O menino vibrava: se oferecia para escovar os cavalos, recolhia água em baldes para dar-lhes de beber, auxiliava cavaleiros a posicionar arreios e rédeas... Por vezes, conseguia, com esses favores, a concessão de uma volta sobre os animais, tão queridos por ele.
Naquele ano, assim que a Cavalaria terminou de passar pela rua de sua casa, o menino tomou uma decisão: seria também um cavaleiro de São Benedito. Pergunta daqui, indaga dali, descobriu: precisaria de calça, camisa, sapato e quepe brancos.

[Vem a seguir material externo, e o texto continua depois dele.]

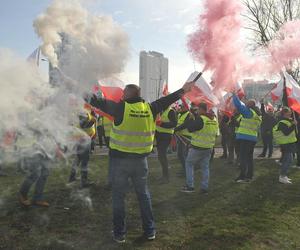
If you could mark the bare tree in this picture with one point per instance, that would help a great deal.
(265, 17)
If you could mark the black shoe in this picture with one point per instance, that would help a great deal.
(204, 191)
(163, 180)
(119, 239)
(150, 236)
(3, 174)
(187, 189)
(241, 180)
(85, 183)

Uma taxa para receber a fita verde-amarela que usaria atravessada no peito – marca dos cavaleiros de São Benedito.
O menino pediu dinheiro ao pai que, por conta dos escassos recursos da família, ou por querer ensinar alguma coisa ao filho, negou.
Dias depois, ouviram-se no quintal barulhos ininterruptos de serra e martelo trabalhando a madeira. Algumas tardes de trabalho e lá estava: uma caixa de engraxate, das mais bonitas que já se viu. A imagem do menino engraxando sapatos foi um tanto constrangedora. A família era pobre, mas engraxar sapatos na rua era atividade para pessoas ainda mais pobres, quase miseráveis, aqueles que precisavam que seus filhos trabalhassem para ajudar em casa. Mas, o menino queria o dinheiro para ser cavaleiro... e foi engraxar sapatos. Durante um ano inteiro, lá foi ele... caixa nas costas, para a praça principal da cidade, em busca de sapatos para lustrar. Ao final do dia, depositava os trocados num envelope, que guardava sob as roupas na gaveta da cômoda.

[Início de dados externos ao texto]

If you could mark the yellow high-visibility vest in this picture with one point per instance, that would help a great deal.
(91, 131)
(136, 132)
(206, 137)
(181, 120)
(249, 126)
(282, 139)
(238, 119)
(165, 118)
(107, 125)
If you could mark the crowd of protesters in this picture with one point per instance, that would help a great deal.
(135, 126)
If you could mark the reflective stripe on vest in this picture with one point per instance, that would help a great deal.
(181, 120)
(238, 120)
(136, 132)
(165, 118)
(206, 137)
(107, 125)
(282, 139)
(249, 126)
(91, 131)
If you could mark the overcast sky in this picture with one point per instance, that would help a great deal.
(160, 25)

Comprou a calça branca, o quepe e os tênis. A camisa, a mãe costurou, a partir do tecido que ele também comprou. Semanas antes da festa, pagou a taxa e recebeu as fitas de cavaleiro de São Benedito. O cavalo emprestou do tio... um belo e alto alazão, não muito manso.
No dia da cavalaria, não havia menino mais belo que ele... Empertigado sobre o cavalo, orgulhoso de ter conseguido, com seu próprio esforço, desfilar, uniformizado, por toda a cidade.
Nem vamos mencionar o cansaço que tomou conta dele depois da cavalaria e a promessa de que nunca mais seria um cavaleiro.
Vamos mencionar o quanto eu, sua irmã (então) caçula, admirei aquele menino com ares de homem, sobre o cavalo. Admirei-o e aprendi que todo trabalho é digno e que podemos ser o que sonhamos.